From my understanding, this paper looked into breaking down music notation into a handful of categories: rhythm, harmony, dynamics, and instructions. From these categories, the authors were able to specify criteria specific to the category. For example, rhythm is composed of tempo, meter, and pauses.
From there, the authors assessed each criteria on its ability to be visually encoded. For example, notes can be encoded on a common scale, through color saturation, or by texturing. Since this paper was a survey, each encoding is backed by proper research. All of this can be seen in the table above.
When I first saw this visualization, I was very overwhelmed. After all, it contains 22 rows and 15 columns of data. In total, there are 330 cells of data. On top of that, the rows are sectioned into four groups, and the columns are sectioned into four groups. Based on those groupings, there appears to be about 16 classes of data.
Despite the size of the table, the data is actually quite manageable because the data is in a sparse matrix–meaning there aren’t actually 330 data cells. That said, when a cell contains data, the data is usually an array of numbers. In some cases, these arrays contain a special symbol (♫).

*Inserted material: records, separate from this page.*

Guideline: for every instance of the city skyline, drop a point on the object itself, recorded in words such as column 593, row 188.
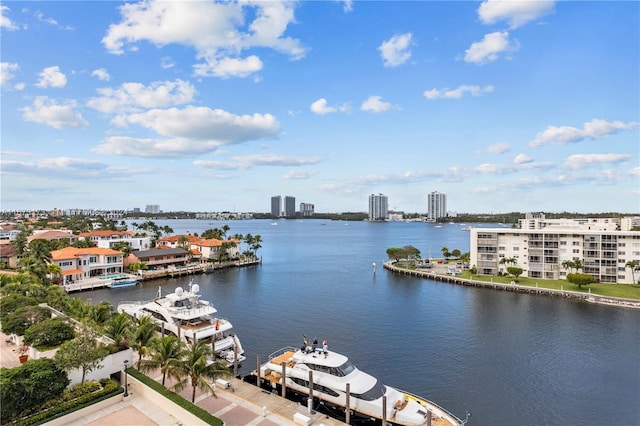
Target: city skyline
column 203, row 106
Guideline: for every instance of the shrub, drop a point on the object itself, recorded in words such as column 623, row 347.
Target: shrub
column 49, row 333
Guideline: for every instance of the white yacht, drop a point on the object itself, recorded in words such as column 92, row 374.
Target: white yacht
column 185, row 315
column 331, row 372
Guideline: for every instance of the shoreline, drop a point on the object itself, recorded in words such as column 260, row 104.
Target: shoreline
column 587, row 297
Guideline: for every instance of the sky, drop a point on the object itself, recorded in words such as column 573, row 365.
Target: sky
column 218, row 106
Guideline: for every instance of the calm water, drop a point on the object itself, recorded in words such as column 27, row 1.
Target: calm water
column 509, row 359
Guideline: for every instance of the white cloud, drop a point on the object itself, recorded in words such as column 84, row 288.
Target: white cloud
column 579, row 161
column 130, row 97
column 522, row 159
column 52, row 77
column 218, row 32
column 458, row 92
column 375, row 104
column 516, row 13
column 229, row 67
column 5, row 22
column 7, row 72
column 395, row 51
column 489, row 49
column 593, row 129
column 188, row 132
column 48, row 111
column 299, row 174
column 498, row 148
column 321, row 107
column 101, row 74
column 347, row 5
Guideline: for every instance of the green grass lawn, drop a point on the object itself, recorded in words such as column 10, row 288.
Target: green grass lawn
column 627, row 291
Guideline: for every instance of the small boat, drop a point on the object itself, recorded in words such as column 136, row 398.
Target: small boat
column 120, row 280
column 331, row 373
column 191, row 319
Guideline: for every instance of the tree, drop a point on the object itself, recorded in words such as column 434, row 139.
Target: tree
column 29, row 385
column 581, row 279
column 164, row 353
column 193, row 368
column 634, row 265
column 84, row 352
column 120, row 328
column 142, row 335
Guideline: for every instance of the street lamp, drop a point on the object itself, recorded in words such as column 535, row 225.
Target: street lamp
column 126, row 389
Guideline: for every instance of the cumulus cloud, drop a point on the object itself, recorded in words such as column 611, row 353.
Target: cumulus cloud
column 515, row 13
column 522, row 159
column 498, row 148
column 101, row 74
column 593, row 129
column 375, row 104
column 579, row 161
column 229, row 67
column 50, row 112
column 136, row 96
column 458, row 92
column 218, row 32
column 7, row 72
column 5, row 22
column 490, row 48
column 52, row 77
column 299, row 174
column 187, row 132
column 395, row 51
column 321, row 107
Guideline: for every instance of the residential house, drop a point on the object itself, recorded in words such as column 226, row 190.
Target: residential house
column 159, row 258
column 83, row 263
column 107, row 239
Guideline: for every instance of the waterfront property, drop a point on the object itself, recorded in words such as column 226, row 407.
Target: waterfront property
column 543, row 248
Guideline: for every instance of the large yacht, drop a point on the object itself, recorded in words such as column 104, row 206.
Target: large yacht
column 331, row 372
column 185, row 315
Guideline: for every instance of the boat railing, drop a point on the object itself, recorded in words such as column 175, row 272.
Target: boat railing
column 282, row 351
column 435, row 408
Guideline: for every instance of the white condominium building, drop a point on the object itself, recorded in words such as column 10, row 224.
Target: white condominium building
column 541, row 246
column 378, row 207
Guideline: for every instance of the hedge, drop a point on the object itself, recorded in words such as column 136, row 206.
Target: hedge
column 201, row 413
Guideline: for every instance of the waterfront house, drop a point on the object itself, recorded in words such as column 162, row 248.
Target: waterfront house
column 159, row 258
column 78, row 264
column 107, row 239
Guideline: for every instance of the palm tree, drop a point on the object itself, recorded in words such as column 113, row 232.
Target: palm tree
column 144, row 332
column 165, row 352
column 634, row 265
column 193, row 368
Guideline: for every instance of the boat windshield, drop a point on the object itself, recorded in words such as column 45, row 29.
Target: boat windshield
column 377, row 391
column 344, row 370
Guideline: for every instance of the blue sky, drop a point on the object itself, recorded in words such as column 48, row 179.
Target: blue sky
column 204, row 106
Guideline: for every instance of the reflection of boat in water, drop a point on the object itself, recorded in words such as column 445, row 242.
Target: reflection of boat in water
column 339, row 385
column 183, row 314
column 120, row 280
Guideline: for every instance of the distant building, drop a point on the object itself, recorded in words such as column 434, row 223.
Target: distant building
column 276, row 206
column 541, row 246
column 289, row 206
column 436, row 205
column 378, row 207
column 307, row 209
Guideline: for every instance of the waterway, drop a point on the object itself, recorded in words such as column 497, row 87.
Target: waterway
column 508, row 358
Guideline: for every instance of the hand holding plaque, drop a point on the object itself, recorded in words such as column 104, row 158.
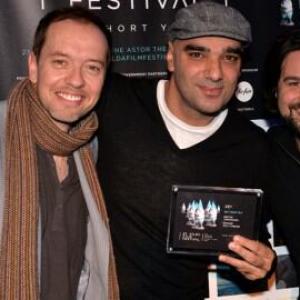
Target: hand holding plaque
column 203, row 220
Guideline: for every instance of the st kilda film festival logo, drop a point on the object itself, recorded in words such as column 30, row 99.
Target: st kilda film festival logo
column 131, row 4
column 199, row 216
column 244, row 91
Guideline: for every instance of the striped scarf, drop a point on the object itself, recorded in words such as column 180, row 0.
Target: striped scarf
column 28, row 123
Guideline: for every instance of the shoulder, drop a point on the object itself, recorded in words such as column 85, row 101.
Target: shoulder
column 120, row 85
column 243, row 128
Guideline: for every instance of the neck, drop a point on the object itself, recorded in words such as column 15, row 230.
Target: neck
column 181, row 108
column 298, row 143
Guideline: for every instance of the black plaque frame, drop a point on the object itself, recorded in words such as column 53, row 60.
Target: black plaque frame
column 222, row 213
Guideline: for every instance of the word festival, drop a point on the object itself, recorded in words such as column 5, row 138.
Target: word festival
column 131, row 4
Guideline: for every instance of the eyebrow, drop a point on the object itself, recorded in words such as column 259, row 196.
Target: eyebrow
column 235, row 50
column 287, row 78
column 58, row 53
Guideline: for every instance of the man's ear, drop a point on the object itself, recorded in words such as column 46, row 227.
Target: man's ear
column 32, row 68
column 170, row 57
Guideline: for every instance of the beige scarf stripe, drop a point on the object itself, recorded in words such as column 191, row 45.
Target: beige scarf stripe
column 16, row 230
column 91, row 175
column 28, row 123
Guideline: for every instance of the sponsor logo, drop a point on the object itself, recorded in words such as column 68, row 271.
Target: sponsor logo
column 244, row 92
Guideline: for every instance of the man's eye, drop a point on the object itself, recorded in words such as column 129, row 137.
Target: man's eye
column 59, row 62
column 195, row 54
column 293, row 83
column 95, row 69
column 231, row 58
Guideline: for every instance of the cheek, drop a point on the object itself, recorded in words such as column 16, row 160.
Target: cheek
column 284, row 99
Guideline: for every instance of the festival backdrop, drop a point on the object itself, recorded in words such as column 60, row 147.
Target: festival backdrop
column 139, row 45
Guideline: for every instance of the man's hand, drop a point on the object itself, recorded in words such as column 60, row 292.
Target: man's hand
column 256, row 258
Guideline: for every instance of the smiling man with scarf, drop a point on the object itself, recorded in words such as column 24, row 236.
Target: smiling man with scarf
column 55, row 239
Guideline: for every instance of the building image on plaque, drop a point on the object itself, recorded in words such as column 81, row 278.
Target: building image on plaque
column 197, row 216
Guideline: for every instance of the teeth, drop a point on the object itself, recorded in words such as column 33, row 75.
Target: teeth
column 70, row 97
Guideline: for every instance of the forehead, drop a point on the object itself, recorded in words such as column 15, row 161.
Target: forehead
column 79, row 35
column 291, row 63
column 210, row 43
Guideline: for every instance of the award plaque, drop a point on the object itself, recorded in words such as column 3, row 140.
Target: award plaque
column 203, row 220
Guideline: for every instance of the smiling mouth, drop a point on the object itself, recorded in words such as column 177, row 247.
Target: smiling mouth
column 70, row 97
column 211, row 91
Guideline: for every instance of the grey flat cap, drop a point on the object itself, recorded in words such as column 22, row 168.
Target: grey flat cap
column 208, row 18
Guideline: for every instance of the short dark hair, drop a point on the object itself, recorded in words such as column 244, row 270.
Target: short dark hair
column 286, row 43
column 76, row 13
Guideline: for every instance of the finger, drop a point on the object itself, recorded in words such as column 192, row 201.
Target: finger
column 247, row 270
column 252, row 245
column 247, row 255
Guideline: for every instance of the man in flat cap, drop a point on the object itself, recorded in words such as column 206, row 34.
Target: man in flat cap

With all that said, by far my biggest complaint is the knowledge required to understand the visualization. Based on the description alone, I can’t gather what the values in the data cells correspond to, and the labels require a bit of background to understand. As someone with a music background, I would hope that the visualization would be able to distill what matters for the reader a little better.

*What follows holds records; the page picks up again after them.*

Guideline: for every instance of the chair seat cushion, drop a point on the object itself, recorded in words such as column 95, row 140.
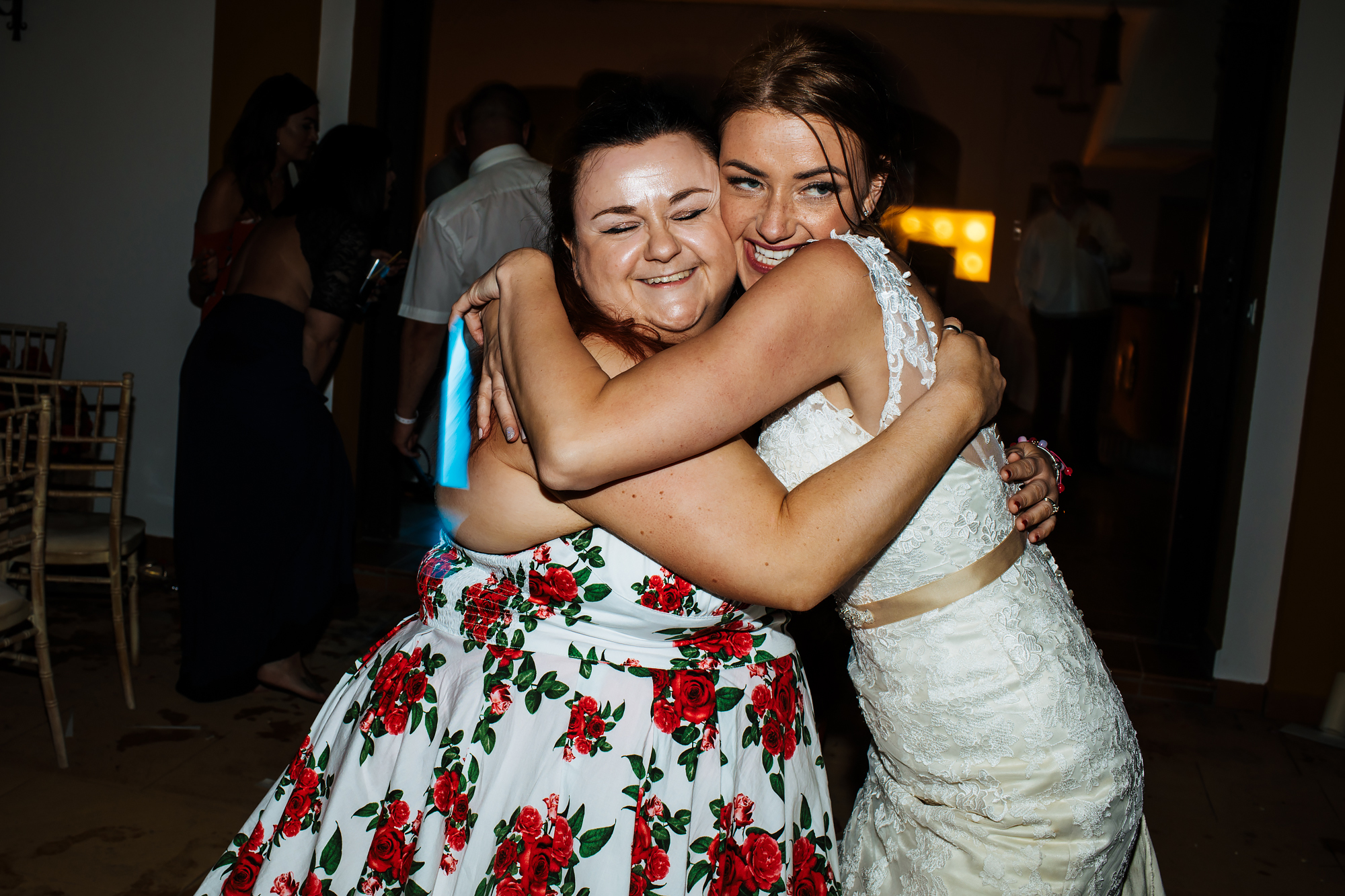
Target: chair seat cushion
column 79, row 533
column 14, row 607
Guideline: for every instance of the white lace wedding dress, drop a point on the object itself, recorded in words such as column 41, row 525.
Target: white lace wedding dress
column 1003, row 758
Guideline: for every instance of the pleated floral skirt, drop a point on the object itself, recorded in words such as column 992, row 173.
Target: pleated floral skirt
column 570, row 721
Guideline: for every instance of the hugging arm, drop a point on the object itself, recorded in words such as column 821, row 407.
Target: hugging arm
column 724, row 522
column 778, row 342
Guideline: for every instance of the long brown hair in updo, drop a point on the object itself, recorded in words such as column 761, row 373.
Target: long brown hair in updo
column 625, row 119
column 806, row 71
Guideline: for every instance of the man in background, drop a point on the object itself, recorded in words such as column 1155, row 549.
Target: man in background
column 501, row 206
column 1065, row 268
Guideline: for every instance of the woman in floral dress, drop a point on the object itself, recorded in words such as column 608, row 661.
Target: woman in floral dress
column 572, row 717
column 1003, row 756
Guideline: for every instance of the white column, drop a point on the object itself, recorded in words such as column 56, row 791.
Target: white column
column 1289, row 311
column 336, row 46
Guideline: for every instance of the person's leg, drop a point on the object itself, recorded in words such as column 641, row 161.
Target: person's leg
column 1089, row 343
column 1052, row 349
column 290, row 674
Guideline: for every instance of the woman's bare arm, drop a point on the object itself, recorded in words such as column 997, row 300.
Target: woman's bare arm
column 794, row 330
column 322, row 337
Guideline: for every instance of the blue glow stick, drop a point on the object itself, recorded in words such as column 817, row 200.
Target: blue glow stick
column 455, row 432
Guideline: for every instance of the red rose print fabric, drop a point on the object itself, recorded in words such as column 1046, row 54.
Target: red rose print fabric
column 567, row 721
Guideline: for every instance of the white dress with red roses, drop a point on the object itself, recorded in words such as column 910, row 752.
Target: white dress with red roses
column 1003, row 758
column 570, row 721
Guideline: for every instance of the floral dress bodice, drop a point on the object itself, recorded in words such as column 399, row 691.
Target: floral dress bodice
column 962, row 518
column 594, row 594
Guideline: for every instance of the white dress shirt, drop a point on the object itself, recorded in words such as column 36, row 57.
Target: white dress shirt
column 501, row 206
column 1061, row 279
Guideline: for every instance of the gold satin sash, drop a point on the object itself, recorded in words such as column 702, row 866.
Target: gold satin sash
column 953, row 587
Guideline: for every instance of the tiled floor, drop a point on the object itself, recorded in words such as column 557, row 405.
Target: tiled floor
column 154, row 794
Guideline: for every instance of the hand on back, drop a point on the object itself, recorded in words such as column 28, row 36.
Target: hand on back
column 965, row 362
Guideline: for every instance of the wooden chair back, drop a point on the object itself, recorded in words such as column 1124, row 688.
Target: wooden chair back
column 25, row 463
column 81, row 432
column 33, row 352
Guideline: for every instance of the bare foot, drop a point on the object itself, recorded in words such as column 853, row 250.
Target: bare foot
column 289, row 674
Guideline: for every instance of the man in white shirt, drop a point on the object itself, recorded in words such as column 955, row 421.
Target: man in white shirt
column 1065, row 268
column 501, row 206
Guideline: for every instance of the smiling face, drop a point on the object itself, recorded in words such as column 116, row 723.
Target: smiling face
column 649, row 240
column 781, row 190
column 295, row 139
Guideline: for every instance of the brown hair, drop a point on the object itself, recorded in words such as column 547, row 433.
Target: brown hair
column 627, row 118
column 813, row 72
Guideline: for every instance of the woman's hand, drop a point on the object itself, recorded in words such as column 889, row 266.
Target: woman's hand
column 481, row 318
column 966, row 362
column 1031, row 466
column 493, row 388
column 201, row 279
column 396, row 264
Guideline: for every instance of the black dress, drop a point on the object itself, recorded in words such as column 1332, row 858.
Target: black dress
column 264, row 503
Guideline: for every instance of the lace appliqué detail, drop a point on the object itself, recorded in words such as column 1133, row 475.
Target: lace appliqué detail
column 903, row 321
column 1003, row 760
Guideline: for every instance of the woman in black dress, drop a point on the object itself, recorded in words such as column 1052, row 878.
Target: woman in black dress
column 263, row 516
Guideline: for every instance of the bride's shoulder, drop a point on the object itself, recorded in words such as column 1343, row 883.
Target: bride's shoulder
column 831, row 257
column 833, row 266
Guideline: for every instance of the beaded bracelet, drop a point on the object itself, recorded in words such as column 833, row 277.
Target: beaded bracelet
column 1062, row 467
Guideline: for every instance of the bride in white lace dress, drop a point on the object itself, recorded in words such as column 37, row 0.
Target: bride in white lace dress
column 1003, row 760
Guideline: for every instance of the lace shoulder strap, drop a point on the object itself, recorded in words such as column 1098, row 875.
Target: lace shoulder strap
column 906, row 333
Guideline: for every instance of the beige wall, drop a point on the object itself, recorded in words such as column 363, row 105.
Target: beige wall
column 107, row 123
column 1308, row 650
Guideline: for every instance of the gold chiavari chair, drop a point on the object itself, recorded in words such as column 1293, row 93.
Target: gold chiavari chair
column 33, row 352
column 84, row 538
column 25, row 458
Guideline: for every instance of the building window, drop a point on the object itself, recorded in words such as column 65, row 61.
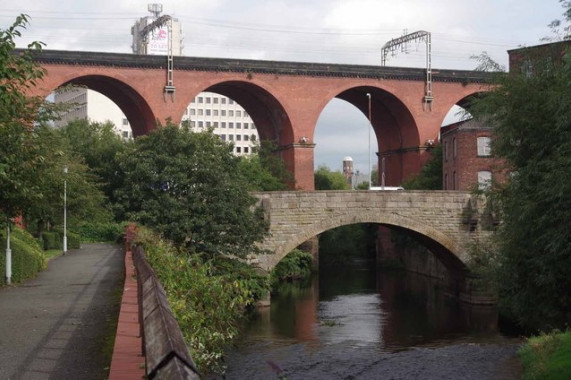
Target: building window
column 445, row 151
column 484, row 146
column 484, row 179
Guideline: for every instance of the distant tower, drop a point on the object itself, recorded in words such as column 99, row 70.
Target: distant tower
column 348, row 169
column 156, row 42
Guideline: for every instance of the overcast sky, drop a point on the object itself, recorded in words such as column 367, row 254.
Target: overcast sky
column 330, row 31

On the plus side, I think the color usage is fine. I don’t see how color improves the visualization, but it doesn’t detract from it either. I also don’t think the visualization encourages any misperceptions. After all, all the data is there. It’s just not clear what the data is telling us.
After reading the paper, I would say the visualization makes a bit more sense, but there are definitely ways to improve it. For instance, the arrays of values should be labeled. To me, it was unclear what these numbers represented until I realized the cells were interactive. These values are actually citations. In other words, they represented proof that a particular criteria could be represented a certain way visually.
In addition, I would have liked to have seen some encoding examples. While I’m familiar with the common music notation in the west, I believe it would have been helpful to see a visualization of note texturing for example. Overall though, I think the visualization is useful. It’s just not that effective.